A possible procedure which places the burden of doubt on the exploiting parties Although the reality of the situation is that formal annual stock assessments are still performed for a minority of resources, my opinion is that establishing which stocks are seriously depleted or 'at risk' could be done fairly simply in a 2-3 stage process, in which the burden of proof is required from the parties fishing, and would not have to be provided at the expense of WTO or its associated organizations; as suggested by the following. A first listing of stocks that may be 'at risk' could even be done by WWF using the procedures described for analysing data reported to FAO The second stage would be to post a list of these internationally, and ask for further information from parties exploiting these resources; not just on their status, but also a list of vessels by size/fishing power categories which are exploiting these stocks. The third stage would be to find funding to send experts to make an evaluation. Since this process is precautionary however, after posting a list of stocks and coastal states/DWFNs exploiting them, and not receiving a reply from the relevant authorities, this would be reason enough to consider that there is a problem, even if other evidence is unavailable. i.e., for a WTO panel to establish that a fishery is at risk begins with a relatively simple process, which gets more complex and costly if further more refined assessments are needed. The next step however should be at the expense of the country(ies) exploiting the stock - if they do not respond adequately to a first appeal based on broad but imprecise evidence such as a drastic drop in catches and evidence of excessive demand, rising prices and excessive effort, then the stock is indeed at risk. At that point, a rough analysis based on some aspect of species vulnerability (such as biological characteristics stored in FISHBASE and the basic species biology which is usually known), may establish whether the life history is especially vulnerable.

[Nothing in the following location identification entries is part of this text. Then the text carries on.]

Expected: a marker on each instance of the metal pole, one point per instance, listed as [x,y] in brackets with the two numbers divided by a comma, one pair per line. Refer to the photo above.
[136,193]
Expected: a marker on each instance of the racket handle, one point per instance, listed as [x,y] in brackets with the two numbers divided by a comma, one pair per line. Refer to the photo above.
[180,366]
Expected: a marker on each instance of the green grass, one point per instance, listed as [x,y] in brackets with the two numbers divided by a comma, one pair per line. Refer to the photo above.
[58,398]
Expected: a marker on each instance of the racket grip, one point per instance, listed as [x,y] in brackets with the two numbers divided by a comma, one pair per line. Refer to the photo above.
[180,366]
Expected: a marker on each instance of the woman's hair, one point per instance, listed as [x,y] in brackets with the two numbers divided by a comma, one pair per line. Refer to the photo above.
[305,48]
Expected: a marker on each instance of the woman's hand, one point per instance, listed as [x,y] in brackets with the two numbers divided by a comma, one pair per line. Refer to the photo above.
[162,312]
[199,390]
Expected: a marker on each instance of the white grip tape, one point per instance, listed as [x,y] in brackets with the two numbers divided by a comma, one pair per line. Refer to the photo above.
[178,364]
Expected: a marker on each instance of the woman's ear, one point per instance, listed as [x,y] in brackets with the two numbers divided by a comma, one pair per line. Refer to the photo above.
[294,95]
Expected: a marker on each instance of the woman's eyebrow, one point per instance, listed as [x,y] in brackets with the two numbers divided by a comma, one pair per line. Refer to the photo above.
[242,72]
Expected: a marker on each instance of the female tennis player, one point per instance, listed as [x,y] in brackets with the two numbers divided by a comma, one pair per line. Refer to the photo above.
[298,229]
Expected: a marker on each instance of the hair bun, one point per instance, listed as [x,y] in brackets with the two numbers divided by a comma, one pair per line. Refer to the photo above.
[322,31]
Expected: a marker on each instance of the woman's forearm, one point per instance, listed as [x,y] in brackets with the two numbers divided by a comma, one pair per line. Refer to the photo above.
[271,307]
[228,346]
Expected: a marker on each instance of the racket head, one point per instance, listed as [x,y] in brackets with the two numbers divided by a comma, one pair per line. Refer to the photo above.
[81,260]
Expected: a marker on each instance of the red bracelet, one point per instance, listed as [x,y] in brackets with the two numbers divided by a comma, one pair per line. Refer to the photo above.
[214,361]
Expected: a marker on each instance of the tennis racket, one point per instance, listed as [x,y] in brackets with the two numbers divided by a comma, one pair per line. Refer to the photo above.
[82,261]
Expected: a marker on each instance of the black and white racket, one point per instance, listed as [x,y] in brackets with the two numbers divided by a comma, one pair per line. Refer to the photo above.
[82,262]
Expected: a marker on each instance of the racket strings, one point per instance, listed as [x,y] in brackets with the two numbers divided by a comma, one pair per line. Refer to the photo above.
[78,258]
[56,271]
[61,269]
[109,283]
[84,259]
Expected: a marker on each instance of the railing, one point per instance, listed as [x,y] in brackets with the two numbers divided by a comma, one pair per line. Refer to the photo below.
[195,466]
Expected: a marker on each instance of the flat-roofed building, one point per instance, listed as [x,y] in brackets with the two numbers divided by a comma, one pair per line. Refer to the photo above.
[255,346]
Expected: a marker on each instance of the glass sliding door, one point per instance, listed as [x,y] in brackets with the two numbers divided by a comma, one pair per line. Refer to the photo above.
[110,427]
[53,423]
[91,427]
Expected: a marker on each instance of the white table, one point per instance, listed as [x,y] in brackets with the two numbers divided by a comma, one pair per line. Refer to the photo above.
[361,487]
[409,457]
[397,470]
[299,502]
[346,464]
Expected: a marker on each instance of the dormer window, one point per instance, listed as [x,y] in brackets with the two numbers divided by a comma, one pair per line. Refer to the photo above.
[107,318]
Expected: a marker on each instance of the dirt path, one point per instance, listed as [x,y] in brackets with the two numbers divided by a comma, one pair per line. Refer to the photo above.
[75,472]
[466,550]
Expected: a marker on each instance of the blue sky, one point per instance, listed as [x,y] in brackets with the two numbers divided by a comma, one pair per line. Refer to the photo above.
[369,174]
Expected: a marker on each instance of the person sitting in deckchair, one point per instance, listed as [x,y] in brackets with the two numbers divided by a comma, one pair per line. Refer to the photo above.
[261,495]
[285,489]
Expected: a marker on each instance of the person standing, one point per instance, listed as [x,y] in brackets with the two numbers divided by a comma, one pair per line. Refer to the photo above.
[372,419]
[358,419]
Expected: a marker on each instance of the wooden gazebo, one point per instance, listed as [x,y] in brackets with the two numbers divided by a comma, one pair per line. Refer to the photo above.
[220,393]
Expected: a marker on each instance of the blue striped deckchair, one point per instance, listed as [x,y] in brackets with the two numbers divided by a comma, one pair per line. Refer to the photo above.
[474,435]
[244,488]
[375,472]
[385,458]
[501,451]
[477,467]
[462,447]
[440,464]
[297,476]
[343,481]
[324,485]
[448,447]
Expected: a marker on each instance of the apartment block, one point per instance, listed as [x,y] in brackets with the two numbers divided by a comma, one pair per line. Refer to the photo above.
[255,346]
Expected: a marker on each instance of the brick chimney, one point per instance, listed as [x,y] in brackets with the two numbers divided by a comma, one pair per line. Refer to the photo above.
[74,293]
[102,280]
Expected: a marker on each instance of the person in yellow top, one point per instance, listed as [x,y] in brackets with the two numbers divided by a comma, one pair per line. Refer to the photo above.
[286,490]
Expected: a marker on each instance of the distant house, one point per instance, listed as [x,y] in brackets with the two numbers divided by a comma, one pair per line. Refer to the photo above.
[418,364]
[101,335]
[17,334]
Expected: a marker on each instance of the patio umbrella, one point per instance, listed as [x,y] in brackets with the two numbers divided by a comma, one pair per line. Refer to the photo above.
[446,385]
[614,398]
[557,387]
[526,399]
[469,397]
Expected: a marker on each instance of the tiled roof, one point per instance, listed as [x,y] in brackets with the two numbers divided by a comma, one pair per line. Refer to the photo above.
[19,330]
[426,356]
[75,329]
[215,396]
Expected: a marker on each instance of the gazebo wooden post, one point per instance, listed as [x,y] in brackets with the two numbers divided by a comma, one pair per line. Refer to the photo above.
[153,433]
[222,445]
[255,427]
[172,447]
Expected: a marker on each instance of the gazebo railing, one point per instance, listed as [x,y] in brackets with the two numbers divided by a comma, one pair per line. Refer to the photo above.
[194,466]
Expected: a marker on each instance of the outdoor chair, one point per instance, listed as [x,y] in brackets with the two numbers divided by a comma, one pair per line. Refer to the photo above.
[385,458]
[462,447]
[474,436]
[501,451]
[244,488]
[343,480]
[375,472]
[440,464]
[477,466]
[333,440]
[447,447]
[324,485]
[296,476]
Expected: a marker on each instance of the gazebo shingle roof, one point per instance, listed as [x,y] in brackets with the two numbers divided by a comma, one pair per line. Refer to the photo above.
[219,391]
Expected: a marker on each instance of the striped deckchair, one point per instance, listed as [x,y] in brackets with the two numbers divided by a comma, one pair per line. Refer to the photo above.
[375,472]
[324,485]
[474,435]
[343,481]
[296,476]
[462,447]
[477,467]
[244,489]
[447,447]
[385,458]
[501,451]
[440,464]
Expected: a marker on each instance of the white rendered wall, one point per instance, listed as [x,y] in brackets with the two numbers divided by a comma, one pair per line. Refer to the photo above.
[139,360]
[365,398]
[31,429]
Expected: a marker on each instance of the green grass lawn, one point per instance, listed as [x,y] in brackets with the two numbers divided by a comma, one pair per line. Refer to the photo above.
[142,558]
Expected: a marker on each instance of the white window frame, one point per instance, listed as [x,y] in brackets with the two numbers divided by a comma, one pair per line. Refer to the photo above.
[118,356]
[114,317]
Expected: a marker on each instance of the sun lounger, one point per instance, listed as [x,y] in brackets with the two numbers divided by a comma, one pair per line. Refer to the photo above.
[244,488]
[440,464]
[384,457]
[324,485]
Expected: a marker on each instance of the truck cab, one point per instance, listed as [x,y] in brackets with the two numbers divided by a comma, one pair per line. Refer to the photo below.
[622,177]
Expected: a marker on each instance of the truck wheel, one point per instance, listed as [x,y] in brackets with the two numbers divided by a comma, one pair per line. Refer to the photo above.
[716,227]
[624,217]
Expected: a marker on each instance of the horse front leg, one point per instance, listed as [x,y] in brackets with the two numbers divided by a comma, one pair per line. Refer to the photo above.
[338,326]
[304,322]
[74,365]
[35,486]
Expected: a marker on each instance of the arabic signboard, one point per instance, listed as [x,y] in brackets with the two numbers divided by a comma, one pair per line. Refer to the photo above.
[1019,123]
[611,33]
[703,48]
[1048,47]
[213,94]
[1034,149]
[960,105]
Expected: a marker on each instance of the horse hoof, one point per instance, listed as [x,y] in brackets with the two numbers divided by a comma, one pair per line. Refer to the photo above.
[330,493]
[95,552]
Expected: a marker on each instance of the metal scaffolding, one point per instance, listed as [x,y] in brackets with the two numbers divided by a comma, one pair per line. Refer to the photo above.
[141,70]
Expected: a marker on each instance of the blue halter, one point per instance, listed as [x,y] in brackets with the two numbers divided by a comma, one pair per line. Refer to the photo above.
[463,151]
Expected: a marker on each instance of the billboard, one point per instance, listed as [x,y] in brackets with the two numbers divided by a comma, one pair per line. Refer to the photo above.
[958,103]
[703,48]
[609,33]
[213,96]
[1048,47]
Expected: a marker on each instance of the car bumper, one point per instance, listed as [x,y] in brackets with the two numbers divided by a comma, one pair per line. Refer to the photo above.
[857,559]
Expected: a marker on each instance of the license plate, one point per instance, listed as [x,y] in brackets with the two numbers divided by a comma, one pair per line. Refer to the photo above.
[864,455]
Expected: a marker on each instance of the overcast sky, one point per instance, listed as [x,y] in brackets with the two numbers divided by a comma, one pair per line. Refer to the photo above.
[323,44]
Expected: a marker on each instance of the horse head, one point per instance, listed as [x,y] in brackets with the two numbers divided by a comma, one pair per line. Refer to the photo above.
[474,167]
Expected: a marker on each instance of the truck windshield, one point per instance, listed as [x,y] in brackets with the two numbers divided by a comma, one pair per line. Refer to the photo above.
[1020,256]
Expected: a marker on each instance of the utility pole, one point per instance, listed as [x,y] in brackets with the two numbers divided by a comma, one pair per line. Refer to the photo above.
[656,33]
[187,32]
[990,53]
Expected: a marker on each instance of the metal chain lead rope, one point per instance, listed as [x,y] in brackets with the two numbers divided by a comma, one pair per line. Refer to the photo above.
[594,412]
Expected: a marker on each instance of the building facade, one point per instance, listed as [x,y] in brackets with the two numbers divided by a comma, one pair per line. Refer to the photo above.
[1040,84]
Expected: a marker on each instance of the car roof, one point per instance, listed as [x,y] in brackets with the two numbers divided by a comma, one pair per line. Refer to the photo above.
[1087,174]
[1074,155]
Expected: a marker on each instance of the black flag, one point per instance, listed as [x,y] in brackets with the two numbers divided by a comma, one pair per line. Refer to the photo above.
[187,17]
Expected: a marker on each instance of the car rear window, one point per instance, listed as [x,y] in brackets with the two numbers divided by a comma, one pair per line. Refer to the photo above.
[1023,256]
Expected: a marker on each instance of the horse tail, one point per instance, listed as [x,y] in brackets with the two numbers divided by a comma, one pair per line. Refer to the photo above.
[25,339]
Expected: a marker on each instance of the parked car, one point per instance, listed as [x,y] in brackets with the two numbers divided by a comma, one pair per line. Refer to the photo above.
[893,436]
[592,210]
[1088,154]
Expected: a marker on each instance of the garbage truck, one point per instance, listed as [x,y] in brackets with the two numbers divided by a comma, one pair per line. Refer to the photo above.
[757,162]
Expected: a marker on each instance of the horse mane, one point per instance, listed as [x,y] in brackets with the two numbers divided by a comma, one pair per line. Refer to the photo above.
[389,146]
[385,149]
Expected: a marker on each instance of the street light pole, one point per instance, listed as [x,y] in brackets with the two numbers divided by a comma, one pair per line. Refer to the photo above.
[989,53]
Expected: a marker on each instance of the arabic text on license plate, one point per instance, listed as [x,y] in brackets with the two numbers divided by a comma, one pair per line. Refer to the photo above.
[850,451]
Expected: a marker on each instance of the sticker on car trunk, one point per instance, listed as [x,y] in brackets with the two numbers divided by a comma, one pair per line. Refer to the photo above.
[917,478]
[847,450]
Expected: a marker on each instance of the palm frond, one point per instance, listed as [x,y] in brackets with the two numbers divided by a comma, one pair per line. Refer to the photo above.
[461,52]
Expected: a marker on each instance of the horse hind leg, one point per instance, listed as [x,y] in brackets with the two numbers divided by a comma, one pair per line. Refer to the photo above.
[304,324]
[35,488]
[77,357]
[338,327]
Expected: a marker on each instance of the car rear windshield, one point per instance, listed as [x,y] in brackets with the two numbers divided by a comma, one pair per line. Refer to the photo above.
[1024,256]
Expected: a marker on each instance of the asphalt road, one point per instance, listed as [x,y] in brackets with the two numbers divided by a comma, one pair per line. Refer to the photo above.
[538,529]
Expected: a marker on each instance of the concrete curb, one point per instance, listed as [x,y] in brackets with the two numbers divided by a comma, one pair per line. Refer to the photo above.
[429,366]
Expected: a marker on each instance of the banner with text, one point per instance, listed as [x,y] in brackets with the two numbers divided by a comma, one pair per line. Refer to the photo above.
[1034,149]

The aspect emphasized in the text then, is that both input and output data should be available. For developing countries to satisfy a ‘science-based’ assessment will be difficult, but clearly a questionnaire could establish what they are doing to ensure that: Infrastructure for data gathering and assessment exists; Management, control and surveillance infrastructure and a system of fisheries regulations is in place which bears in mind scientific principles; They collect data on effort/capacity operating on the stock and control the fleet capacity by licensing and vessel replacement criteria; They collect some biological and catch data; Ideally, some closed areas protect critical habitats for demersal species; They attempt some sort of stock assessments – if so for which species; which methods? They discuss joint management with other parties sharing resources? If they certify foreign fleets in their zone (or foreign fleets fish the same stock outside of their zone), have they considered the impact of their catches on their domestic fisheries/food security? If they are able to answer most of these questions positively, (even if they do not assess the resource, but do collect data allowing an outside expert to do this for them), the WTO should be satisfied.